Congress is a different matter. A much stronger argument could be made that Congress could officially censure President Trump for his conduct connected to the tweet against Nordstrom and several others like it that specifically attacked or demeaned businesses and individuals.

However, as long as Congress overall and entities like the House Oversight Committee are controlled by Republicans, that scenario is also unlikely. President Trump may not have strong approval ratings overall, but he remains popular enough to keep his fellow Republicans from jumping ship en masse. Throw in the fact that Trump won the overwhelming majority of the states where Senate seats are up for grabs in 2018, and you realize that both Republican and Democratic candidates are going to have to be careful about how they attack and challenge the White House. That doesn't mean that this Nordstrom incident couldn't come back to harm the Trump administration in the long run, but the political map of Washington and those 30 red states that President Trump won in November will have to change first.

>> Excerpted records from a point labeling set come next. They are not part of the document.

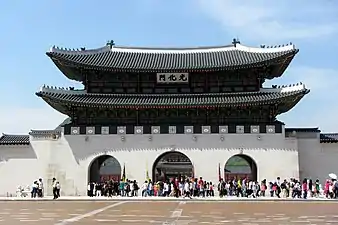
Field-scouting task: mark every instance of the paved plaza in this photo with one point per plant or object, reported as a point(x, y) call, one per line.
point(167, 212)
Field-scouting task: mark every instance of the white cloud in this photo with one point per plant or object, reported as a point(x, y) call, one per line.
point(18, 120)
point(267, 20)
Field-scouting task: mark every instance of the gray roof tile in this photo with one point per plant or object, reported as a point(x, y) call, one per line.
point(329, 137)
point(171, 100)
point(151, 59)
point(8, 139)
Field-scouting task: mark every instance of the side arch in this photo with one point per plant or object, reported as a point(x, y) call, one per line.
point(240, 166)
point(104, 167)
point(172, 164)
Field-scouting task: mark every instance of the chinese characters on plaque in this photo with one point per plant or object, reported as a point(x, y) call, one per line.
point(172, 78)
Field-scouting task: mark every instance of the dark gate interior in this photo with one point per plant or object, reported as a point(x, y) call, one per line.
point(240, 167)
point(104, 168)
point(172, 165)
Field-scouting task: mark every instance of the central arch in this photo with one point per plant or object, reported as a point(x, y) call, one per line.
point(104, 168)
point(239, 167)
point(171, 165)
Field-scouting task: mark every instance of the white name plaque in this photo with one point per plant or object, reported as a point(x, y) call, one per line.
point(167, 78)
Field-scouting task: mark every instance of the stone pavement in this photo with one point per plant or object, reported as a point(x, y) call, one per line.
point(164, 212)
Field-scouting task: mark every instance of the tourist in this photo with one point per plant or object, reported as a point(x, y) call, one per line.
point(40, 188)
point(54, 186)
point(34, 189)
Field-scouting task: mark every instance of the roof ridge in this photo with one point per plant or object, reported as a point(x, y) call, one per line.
point(211, 48)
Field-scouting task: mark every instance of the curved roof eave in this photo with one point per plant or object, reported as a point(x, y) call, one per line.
point(150, 59)
point(203, 49)
point(183, 100)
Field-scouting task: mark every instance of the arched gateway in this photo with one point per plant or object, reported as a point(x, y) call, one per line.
point(172, 164)
point(239, 167)
point(103, 168)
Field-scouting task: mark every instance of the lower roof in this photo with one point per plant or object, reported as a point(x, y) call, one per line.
point(83, 99)
point(329, 137)
point(10, 139)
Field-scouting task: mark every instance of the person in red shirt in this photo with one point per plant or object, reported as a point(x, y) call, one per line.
point(304, 188)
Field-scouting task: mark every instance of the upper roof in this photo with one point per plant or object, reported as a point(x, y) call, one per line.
point(113, 57)
point(10, 139)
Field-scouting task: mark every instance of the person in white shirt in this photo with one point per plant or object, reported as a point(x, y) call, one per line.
point(165, 189)
point(187, 189)
point(54, 185)
point(144, 189)
point(40, 188)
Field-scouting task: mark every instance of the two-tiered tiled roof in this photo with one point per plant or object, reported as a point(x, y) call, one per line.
point(84, 99)
point(112, 58)
point(10, 139)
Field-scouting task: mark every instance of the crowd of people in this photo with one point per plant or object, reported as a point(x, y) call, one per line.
point(200, 188)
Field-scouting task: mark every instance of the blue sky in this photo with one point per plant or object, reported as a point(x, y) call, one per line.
point(30, 28)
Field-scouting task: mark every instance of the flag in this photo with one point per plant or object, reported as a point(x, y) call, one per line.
point(123, 178)
point(219, 172)
point(147, 172)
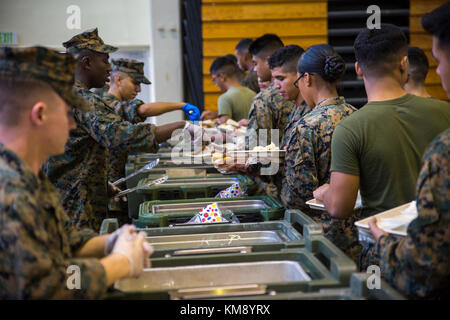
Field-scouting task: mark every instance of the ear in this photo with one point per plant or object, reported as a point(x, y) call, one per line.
point(86, 62)
point(358, 70)
point(117, 79)
point(308, 79)
point(38, 113)
point(404, 64)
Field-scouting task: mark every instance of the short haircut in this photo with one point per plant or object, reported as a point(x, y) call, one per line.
point(287, 58)
point(224, 65)
point(121, 74)
point(378, 50)
point(266, 45)
point(418, 65)
point(322, 60)
point(231, 57)
point(18, 94)
point(437, 22)
point(243, 45)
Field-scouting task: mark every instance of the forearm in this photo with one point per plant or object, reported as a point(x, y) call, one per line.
point(116, 266)
point(164, 132)
point(224, 118)
point(158, 108)
point(94, 248)
point(336, 207)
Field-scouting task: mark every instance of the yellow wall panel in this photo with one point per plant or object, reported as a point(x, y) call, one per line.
point(419, 38)
point(266, 11)
point(216, 48)
point(225, 22)
point(254, 29)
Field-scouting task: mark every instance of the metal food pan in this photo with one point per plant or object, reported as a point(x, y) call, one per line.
point(198, 206)
point(200, 181)
point(213, 275)
point(192, 187)
point(276, 272)
point(263, 236)
point(248, 209)
point(220, 239)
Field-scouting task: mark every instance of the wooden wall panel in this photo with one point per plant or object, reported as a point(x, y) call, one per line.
point(419, 38)
point(225, 22)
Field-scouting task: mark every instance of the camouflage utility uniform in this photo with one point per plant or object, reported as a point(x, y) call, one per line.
point(37, 241)
point(80, 174)
point(419, 264)
point(268, 111)
point(307, 166)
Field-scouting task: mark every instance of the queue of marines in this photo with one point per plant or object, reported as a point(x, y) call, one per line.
point(61, 146)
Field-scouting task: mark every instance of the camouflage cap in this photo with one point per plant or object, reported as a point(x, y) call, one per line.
point(57, 69)
point(88, 40)
point(133, 68)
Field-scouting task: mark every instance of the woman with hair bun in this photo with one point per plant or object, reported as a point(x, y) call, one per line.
point(308, 153)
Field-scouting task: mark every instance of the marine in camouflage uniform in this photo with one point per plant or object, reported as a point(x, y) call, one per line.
point(37, 240)
point(419, 264)
point(80, 174)
point(268, 111)
point(251, 81)
point(296, 114)
point(307, 166)
point(127, 110)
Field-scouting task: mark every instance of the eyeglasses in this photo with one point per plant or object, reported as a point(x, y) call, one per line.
point(296, 81)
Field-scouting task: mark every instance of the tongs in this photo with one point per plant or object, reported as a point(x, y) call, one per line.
point(147, 167)
point(145, 185)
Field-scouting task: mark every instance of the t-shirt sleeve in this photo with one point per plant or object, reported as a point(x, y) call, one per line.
point(224, 106)
point(344, 152)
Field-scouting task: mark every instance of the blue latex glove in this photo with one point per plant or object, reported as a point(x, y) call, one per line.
point(192, 112)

That brings us to Conway. Her position is simply not as strong as President Trump's, but the likelihood of her paying a real price for hawking Ivanka's products is also remote. Ethically, Conway is on shaky ground by making such a specific and brazen call for consumers to buy Ivanka's clothing line. There is a rule in the Code of Federal Regulations that states a federal employee shall not use his or her office "for the endorsement of any product, service or enterprise."(The president and vice president, incidentally, are exempt from this rule.)

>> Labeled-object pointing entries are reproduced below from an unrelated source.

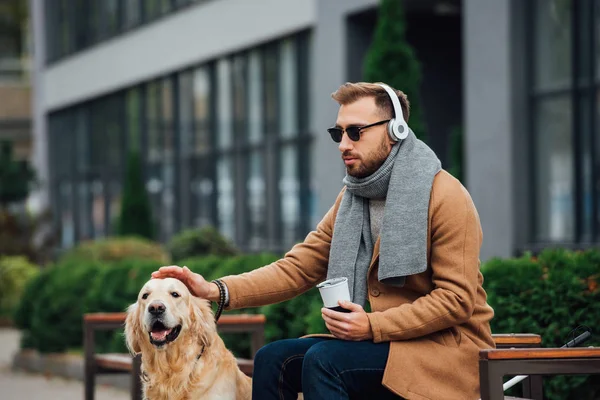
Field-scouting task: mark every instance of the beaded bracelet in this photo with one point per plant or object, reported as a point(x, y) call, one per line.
point(221, 304)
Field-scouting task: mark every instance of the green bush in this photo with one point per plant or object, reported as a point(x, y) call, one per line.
point(549, 295)
point(116, 287)
point(15, 272)
point(115, 249)
point(392, 60)
point(51, 309)
point(200, 243)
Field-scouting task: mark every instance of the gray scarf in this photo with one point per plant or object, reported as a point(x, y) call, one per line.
point(405, 180)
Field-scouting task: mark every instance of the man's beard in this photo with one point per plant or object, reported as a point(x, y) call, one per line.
point(368, 167)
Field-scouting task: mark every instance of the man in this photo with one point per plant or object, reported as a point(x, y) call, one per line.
point(407, 236)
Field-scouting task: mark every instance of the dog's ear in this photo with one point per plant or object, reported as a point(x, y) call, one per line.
point(133, 329)
point(202, 320)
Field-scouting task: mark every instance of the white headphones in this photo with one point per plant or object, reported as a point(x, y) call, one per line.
point(397, 127)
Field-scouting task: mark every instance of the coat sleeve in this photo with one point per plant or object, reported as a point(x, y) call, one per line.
point(299, 270)
point(454, 258)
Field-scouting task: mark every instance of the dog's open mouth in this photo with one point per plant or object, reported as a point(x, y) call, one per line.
point(160, 334)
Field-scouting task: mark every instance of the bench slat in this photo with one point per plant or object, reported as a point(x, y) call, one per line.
point(121, 362)
point(545, 353)
point(516, 338)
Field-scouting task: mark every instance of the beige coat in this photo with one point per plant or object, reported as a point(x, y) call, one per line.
point(436, 323)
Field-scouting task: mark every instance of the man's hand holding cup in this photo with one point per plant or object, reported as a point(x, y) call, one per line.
point(344, 319)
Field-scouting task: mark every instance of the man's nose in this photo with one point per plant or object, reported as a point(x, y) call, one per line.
point(346, 143)
point(156, 308)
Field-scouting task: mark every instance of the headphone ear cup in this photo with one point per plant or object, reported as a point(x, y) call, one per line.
point(391, 132)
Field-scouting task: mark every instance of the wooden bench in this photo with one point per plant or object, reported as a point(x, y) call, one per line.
point(124, 363)
point(494, 364)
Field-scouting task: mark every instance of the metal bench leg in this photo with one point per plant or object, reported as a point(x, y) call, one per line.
point(90, 366)
point(534, 388)
point(136, 378)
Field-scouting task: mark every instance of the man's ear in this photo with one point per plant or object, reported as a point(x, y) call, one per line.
point(133, 329)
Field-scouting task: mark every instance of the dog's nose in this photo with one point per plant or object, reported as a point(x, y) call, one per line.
point(156, 308)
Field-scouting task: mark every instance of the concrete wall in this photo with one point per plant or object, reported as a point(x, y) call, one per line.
point(489, 121)
point(41, 198)
point(188, 37)
point(328, 72)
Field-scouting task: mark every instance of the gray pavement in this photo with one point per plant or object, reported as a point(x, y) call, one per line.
point(20, 386)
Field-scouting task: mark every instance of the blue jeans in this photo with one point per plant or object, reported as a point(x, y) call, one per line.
point(327, 369)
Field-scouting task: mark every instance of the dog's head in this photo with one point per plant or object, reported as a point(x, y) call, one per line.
point(166, 312)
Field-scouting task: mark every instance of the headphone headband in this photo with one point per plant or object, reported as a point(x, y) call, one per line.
point(397, 128)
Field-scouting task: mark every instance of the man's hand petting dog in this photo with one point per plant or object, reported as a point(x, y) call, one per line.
point(196, 284)
point(354, 325)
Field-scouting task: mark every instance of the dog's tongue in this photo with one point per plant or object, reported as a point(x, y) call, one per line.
point(160, 335)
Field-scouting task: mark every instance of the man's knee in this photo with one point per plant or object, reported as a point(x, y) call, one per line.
point(320, 358)
point(275, 353)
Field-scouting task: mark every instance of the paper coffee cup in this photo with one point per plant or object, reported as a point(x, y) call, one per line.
point(333, 290)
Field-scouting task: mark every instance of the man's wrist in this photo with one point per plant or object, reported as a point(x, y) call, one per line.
point(214, 293)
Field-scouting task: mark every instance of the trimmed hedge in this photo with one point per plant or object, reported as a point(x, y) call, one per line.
point(115, 249)
point(201, 242)
point(15, 272)
point(550, 295)
point(50, 313)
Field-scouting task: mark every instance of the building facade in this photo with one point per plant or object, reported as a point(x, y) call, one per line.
point(228, 102)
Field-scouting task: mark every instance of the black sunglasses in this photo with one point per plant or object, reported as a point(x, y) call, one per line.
point(352, 131)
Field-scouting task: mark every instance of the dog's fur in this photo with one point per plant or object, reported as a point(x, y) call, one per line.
point(172, 370)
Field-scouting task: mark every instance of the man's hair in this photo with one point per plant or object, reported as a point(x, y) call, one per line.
point(350, 92)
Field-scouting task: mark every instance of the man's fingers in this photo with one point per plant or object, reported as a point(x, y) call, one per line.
point(167, 271)
point(335, 315)
point(340, 325)
point(348, 305)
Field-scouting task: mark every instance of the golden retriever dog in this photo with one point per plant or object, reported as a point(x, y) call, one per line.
point(183, 357)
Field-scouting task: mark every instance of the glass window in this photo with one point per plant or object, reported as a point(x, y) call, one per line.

But just like the president, Conway is not likely to be admonished officially by any congressional panel while the GOP still controls both Houses on Capitol Hill. And, ultimately, it would be up to the president to determine any disciplinary action of a federal employee. Trump is 1) probably not inclined to do that and 2) has an inherent conflict of interest in the matter since it is over his daughter, Ivanka.

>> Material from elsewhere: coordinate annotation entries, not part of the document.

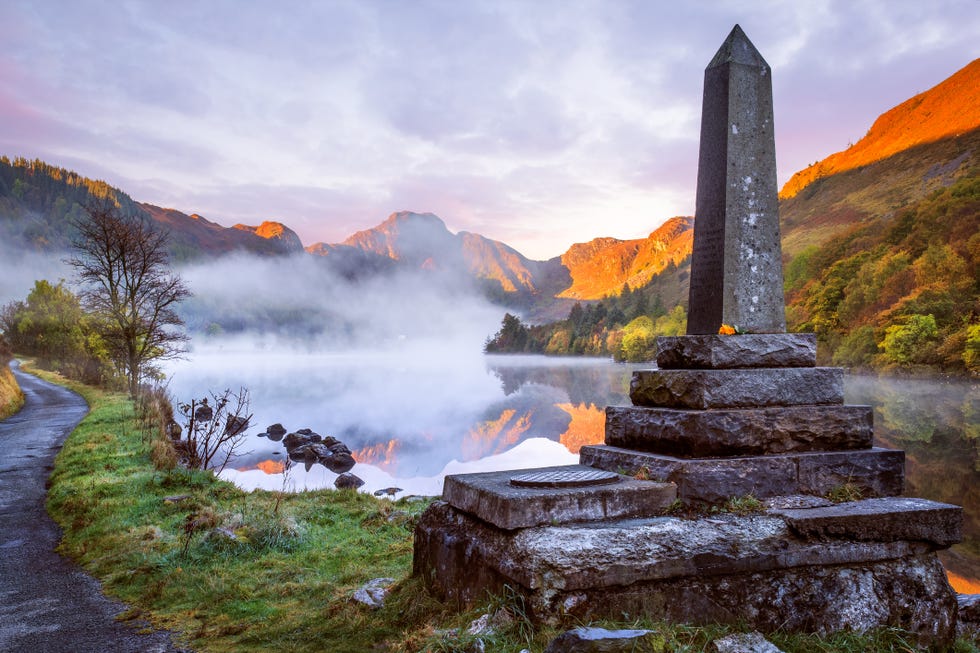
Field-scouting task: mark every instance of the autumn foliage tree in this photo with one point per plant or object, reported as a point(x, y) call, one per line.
point(123, 268)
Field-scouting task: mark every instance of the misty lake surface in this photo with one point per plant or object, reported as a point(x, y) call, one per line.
point(412, 414)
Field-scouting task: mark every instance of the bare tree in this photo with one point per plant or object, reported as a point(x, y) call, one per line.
point(124, 270)
point(215, 430)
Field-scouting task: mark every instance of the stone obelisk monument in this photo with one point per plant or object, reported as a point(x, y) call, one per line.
point(736, 268)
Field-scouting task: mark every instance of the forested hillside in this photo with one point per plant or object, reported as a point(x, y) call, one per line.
point(898, 290)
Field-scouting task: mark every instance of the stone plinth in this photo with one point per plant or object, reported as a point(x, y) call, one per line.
point(877, 472)
point(756, 570)
point(739, 388)
point(745, 350)
point(883, 520)
point(492, 498)
point(739, 431)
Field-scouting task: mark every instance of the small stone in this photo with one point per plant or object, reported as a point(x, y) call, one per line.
point(480, 626)
point(752, 642)
point(348, 481)
point(275, 430)
point(968, 622)
point(373, 593)
point(596, 640)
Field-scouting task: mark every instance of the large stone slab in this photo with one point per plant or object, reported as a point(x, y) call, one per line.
point(877, 472)
point(753, 570)
point(494, 499)
point(748, 388)
point(739, 431)
point(881, 520)
point(745, 350)
point(736, 265)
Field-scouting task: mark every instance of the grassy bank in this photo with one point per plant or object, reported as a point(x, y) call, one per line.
point(260, 571)
point(11, 398)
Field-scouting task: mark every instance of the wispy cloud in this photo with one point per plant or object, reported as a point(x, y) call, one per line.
point(545, 122)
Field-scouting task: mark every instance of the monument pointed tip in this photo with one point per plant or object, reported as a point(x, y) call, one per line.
point(737, 48)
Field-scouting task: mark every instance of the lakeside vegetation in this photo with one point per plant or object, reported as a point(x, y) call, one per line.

However, if certain Republican leaders like House Oversight Committee Chairman Jason Chaffetz decide that going after Conway would be politically worth it, look out. Chaffetz might actually be thinking of a way to challenge the Trump White House without targeting the president himself after he was confronted by shouting audience members at his local town hall event in Utah Thursday night. Again, Conway is probably not in real danger of that happening to her right now. But she's clearly more expendable than the president will ever be to the GOP establishment and leaders in Congress.

Speaking just from a point of right and wrong, the president and Conway are both in the wrong in this Nordstrom matter. Yes, it really looks like Trump's tweet was expertly crafted to avoid those libel laws. And, yes, Conway likely knew she wouldn't really ever face an ethics charge for what she said. Politically and legally, it's a big stretch to think President Trump or Conway will pay any real price for it right now. But it's all still conduct unbecoming the office, and it gives the president's hysterical enemies yet another reason to hyperventilate.

A more likely scenario is that the White House team learns from this experience and self-regulates on matters like this going forward. We're already seeing some forms of moderation from President Trump from his endorsement of the "One China" policy to more circumspect statements about Middle East peace. Lawsuits or now lawsuits, censures or no censures, simply look for the president and his messaging team in the coming weeks to stop saying and tweeting a lot of the more outrageous things it's been saying and tweeting so far. The election is over, and uniting the country will soon become more of a goal for the communications team in addition to the policy folks.

No matter how politically experienced new presidents are, taking over the Oval Office has always been a learning experience. This learning experience just happens to be on a steeper curve.